VMware ESXi 6.0 Introduced A Changed Block Tracking Bug (2136854) – Why Recovery Testing Is Critical
VMware vSphere is by far the most advanced hypervisor for backup and recovery. They pioneered critical features for data access, speed, efficiency, and management that allow virtualization administrators to handle many critical demands from their customers and partners. Obviously, they do pretty darn well with cool features outside of backup and recovery. That’s why it’s natural for admins to chomp at the bit when a new ESXi version comes out, especially when that one feature you’ve wanted for a long time is finally available.
In February of this year, VMware announced vSphere 6.0. As a backup vendor – and a virtualization fan – I was pretty excited about some of the new features, especially in the storage arena.
However, as with any major release, there’s always that extra level of planning and caution to take with the rollout. Implementing a major update to a hypervisor that runs many of your most critical business applications is pretty scary, especially if it was your call to launch it. A lot can go wrong without a solid plan to mitigate risk – and rollback, if necessary.
This got me wondering…would yet another Changed Block Tracking (CBT) bug rear its ugly head in ESXi 6.0? It was only a few months before 6.0 was released that a CBT bug was announced. Fortunately, Unitrends was not affected.
Unitrends supported vSphere 6.0 very early. As we started to see the early adopters, unfortunately, it didn’t take long before the first KB was posted and a few support cases rolled in – Backing up a virtual machine with Changed Block Tracking (CBT) enabled fails after upgrading to or installing VMware ESXi 6.0 (2114076).
Does this mean CBT is bad or problematic? No, not at all. In fact, it is one of those incredible features I’ve always loved VMware for implementing. It helps users back up a ton more data, much more frequently than they ever could without it, and it allows VMware to stand above its hypervisor competitors for being the only one to have it for so long.
It just means that CBT, especially in releases where a lot of storage functionality has been added, is one of those features that you need to mind very carefully in your planning efforts. It is core to how most backup vendors read data. So issues in this area of the hypervisor can be pretty impactful (i.e. unnoticed corruption).
So now that we are many months past GA for vSphere 6.0, all is in the clear. Right?
Unfortunately…no. VMware recently posted yet another KB – Backups with Changed Block Tracking can return incorrect changed sectors in ESXi 6.0 (2136854).

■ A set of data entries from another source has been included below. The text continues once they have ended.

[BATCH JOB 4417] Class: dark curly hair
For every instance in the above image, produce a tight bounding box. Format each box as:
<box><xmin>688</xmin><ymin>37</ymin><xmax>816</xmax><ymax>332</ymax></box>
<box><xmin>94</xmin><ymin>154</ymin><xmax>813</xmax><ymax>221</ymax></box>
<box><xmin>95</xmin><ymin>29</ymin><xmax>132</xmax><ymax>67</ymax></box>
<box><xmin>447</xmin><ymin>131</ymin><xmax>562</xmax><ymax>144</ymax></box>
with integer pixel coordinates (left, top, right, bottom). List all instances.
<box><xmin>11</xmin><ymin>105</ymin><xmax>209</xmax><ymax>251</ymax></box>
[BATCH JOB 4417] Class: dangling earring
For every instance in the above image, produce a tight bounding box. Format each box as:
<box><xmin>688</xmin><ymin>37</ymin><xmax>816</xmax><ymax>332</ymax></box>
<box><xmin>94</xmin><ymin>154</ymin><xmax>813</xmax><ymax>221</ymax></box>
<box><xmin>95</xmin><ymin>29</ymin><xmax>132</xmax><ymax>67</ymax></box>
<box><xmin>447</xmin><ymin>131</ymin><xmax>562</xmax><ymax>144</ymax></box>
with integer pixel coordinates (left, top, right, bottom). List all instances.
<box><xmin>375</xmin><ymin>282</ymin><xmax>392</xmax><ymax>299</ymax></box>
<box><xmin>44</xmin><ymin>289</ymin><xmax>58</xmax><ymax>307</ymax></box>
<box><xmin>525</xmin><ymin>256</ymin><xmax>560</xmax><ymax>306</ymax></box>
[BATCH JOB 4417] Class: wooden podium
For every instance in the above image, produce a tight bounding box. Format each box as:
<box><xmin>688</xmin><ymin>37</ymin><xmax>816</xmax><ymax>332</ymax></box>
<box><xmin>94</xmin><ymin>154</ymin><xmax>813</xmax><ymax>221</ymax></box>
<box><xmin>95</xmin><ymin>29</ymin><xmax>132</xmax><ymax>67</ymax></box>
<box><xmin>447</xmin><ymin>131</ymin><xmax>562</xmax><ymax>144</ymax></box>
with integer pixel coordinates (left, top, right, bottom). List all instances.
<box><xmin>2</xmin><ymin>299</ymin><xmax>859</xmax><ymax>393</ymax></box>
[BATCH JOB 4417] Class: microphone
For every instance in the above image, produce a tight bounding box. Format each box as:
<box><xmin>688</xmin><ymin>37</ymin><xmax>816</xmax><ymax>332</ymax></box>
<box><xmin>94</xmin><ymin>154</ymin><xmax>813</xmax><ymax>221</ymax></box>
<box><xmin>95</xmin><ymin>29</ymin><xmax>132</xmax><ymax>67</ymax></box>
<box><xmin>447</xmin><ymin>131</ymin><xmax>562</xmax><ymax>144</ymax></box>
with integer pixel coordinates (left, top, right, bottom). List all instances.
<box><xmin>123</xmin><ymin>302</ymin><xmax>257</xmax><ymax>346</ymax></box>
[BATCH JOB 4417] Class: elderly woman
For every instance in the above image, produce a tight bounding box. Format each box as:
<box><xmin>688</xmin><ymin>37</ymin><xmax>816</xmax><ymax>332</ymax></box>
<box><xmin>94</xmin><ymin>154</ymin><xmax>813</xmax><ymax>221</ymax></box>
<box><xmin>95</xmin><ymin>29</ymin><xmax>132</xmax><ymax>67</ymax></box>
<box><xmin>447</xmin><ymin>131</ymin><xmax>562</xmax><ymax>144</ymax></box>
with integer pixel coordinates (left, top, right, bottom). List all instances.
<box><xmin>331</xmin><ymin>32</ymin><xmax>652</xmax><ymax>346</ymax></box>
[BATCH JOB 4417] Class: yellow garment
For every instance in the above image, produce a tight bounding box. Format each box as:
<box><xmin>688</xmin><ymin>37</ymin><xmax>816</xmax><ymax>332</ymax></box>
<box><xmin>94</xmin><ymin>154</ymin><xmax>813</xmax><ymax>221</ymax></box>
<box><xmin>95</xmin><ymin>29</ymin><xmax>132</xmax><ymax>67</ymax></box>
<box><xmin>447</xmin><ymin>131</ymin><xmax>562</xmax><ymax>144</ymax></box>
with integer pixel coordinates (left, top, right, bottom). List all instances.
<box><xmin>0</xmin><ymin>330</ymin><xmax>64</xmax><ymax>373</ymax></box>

Unfortunately, if you are impacted it could mean that backups are corrupt. Obviously, that’s not a good thing. You may have been running ESXi 6.0 for quite some time. Concerns about your confidence in recovery are never good, especially since any solid VM backup vendor uses CBT.
This is exactly why recovery testing is no longer a nice-to-have component of a continuity plan. It needs to be a requirement. Nobody wants to find out that their backups are not recoverable, but you really do not want to discover that fact after an outage or a data loss event. There are too many external factors that can impact recoverability these days to avoid testing.
Unitrends offers Recovery Assurance to help IT administrators with this problem. It is available via our recovery automation software called ReliableDR, which is a premium feature of our Enterprise Plus edition of Unitrends Enterprise Backup software. It is also available as an add-on for our Recovery Series physical appliances.
However, since it is not easily understood if you could be impacted by this latest CBT bug, Recovery Series and UEB customers can use it free until at least January 31, 2016. We do not want this issue to leave you worried about your Unitrends backups.
What you do?
What can ReliableDR test?
It can test the recoverability of your VMware backups (as well as Hyper-V and Windows backups) by spinning up one or multiple, dependent virtual machine backups using our Instant Recovery functionality. Everything runs in an isolated sandbox that is shielded from your production network. From there, it can do the following for Windows and Linux VMs:
- Perform database checks
- Check that application services were properly started
- Perform network tests to other dependent VMs within the sandbox
- Even run custom scripts for any additional verification not available out of the box
ReliableDR jobs will execute tests against the latest available Unitrends backups, but you can use the Failover To CRP (Certified Recovery Point) feature to manually run tests against older backups.
What to do if you discover recovery issues?
The likely best option is to upgrade to the latest patch that VMware states will address this issue, as documented in KB article 2136854. It may be worth raising a support request with VMware to ensure it addresses your specific situation. You should also leverage Unitrends KB 3765 for additional instructions after applying the patch.
If you are unable to fix the issue with the patch, then leverage the most practical workaround, as documented in that article.
Above and beyond the stated workarounds from VMware, Unitrends has another alternative. You can leverage guest-level protection for your VMs with an agent.
You may find that this option is the most practical because it allows you to continue to get fast incremental backups. This is due to the fact that it leverages a completely separate mechanism within the guest operating system to track changed data between backups. Just keep in mind that it represents a bigger change to your VMware backup strategy compared to other alternatives.
We apologize that we have to deliver the bad news about the realities of why backups can sometimes be at risk. We do hope that our offer will help you gain confidence in your recoverability, avoid any major recovery issues, and help you incorporate Recovery Assurance into your future continuity plans.